To create a Thinking Environment, ask the following questions:

  1. “What do you want to think about?” … “Is there anything more (you think or feel or want to say about this)?” - repeated until the thinker says “no”. Apart from this just listen.

  2. “What more do you want the rest of the session to achieve? “ - establish an outcome for the session.

  3. Help them find their limiting assumption. Using the exact words the thinker answered Q2 with, ask “What might you be assuming that is stopping you achieve your session goal?" (eg, If the answer to Q2 was “to improve my time management” then the question here would be “What might you be assuming that is stopping you improving your time management?”). Listen and then ask “what else?” Repeat until they have no more assumptions. Then ask them to choose the one that is most in their way (eg, “I must do excellent work”). Then find the freeing assumption by asking “What is your positive opposite of that assumption?" (eg, “Its OK to do good-enough work”).

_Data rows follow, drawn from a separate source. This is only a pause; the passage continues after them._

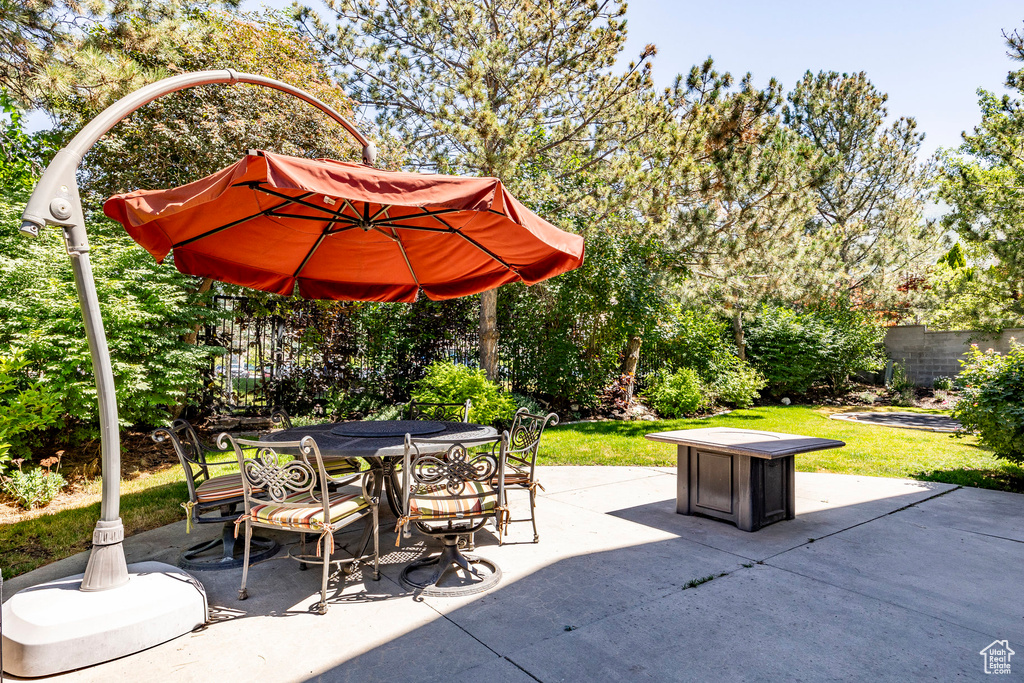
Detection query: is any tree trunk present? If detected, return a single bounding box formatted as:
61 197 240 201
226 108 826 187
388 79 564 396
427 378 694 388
623 335 643 408
732 310 746 360
480 290 498 381
170 278 213 420
623 335 643 375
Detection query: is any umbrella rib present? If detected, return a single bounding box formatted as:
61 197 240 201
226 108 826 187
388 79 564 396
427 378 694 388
252 184 359 220
433 216 519 275
374 207 460 221
292 207 352 278
374 225 455 234
374 208 423 290
267 211 357 226
171 193 323 249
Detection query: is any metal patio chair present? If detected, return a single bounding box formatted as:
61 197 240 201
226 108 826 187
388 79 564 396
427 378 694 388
494 408 558 543
384 398 473 517
270 408 361 483
395 432 509 596
150 420 280 569
223 433 382 614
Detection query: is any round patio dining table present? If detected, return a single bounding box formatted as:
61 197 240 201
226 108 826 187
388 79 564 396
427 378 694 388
264 420 498 517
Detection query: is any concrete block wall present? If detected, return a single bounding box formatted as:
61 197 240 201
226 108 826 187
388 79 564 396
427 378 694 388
885 325 1024 386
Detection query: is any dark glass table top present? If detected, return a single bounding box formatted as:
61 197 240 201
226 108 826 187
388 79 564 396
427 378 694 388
263 420 498 458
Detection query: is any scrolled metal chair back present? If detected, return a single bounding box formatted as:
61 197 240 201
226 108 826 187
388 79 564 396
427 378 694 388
508 408 558 468
404 435 505 496
217 433 326 509
150 420 210 491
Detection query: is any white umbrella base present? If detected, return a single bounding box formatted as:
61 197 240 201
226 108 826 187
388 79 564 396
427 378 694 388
2 562 207 678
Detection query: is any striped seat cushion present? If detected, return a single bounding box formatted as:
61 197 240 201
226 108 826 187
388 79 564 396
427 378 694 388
409 481 498 519
327 458 359 477
196 473 251 503
251 493 370 530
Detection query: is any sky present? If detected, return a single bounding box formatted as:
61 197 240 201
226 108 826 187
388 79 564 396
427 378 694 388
30 0 1024 160
235 0 1024 157
626 0 1024 156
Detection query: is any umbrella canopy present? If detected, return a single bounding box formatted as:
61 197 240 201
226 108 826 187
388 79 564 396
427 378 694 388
103 152 584 302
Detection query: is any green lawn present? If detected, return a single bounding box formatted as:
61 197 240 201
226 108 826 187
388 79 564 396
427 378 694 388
539 405 1024 492
0 405 1024 579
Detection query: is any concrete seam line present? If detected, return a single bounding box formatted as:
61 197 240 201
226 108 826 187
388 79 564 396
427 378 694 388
502 657 544 683
765 562 998 638
949 526 1024 543
761 486 963 566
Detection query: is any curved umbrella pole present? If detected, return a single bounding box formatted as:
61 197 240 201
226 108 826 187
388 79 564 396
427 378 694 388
22 69 377 591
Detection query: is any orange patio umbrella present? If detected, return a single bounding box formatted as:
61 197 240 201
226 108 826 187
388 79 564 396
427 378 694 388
103 151 584 302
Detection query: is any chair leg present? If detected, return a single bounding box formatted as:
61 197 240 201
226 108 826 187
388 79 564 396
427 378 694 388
316 541 331 614
374 507 381 581
239 519 253 600
529 488 541 543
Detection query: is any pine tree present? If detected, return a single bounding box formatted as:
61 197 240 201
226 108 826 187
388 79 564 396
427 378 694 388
300 0 662 378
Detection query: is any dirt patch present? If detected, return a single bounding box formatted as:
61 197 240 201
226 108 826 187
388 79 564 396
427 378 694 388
0 431 180 524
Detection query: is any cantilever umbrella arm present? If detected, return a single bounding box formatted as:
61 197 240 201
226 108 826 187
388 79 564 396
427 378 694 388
22 69 377 591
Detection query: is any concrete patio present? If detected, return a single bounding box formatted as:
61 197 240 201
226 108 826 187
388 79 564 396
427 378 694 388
4 467 1024 682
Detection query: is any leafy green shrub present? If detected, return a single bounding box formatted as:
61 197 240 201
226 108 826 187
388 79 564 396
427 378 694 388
647 368 710 418
0 187 211 438
3 456 68 510
0 348 60 462
746 303 885 395
640 308 742 385
952 341 1024 464
512 392 548 415
711 358 768 408
413 360 516 425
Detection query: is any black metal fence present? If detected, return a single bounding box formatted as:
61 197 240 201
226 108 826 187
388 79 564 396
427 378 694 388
206 296 479 412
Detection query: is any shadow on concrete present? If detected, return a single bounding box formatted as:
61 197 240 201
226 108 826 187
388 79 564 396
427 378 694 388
294 484 956 681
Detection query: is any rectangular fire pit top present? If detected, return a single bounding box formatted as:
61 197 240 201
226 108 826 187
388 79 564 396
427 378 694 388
646 427 846 460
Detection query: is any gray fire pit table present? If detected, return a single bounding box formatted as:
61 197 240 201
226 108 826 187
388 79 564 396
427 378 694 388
647 427 846 531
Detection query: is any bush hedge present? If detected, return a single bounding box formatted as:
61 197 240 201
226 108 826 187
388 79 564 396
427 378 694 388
952 341 1024 464
746 303 885 396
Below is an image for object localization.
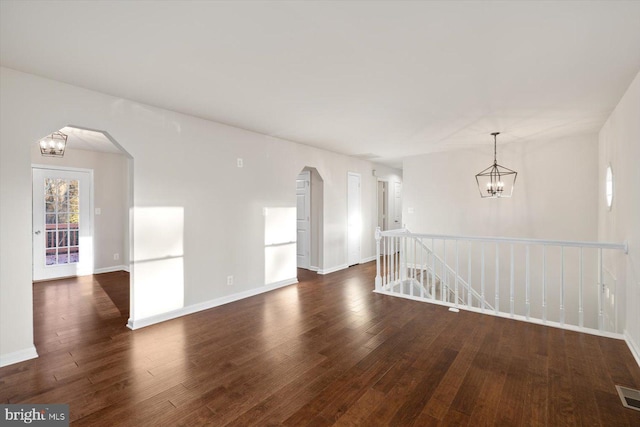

  4. Now ask the Incisive Question – the question that removes the thinker’s limiting assumption and reveals the ideas on the other side. “If you knew ... freeing assumption ... goal?” (eg “If you knew that it was OK to do good-enough work, how would you improve your time management?”). Repeat the Incisive Question and let fresh ideas flow.

Thinking Environments are an effective way of improving thinking. The approach has similarities with Competing Commitments. Kline believes Thinking Environments could change the world. If we can think together better, perhaps we can live together better.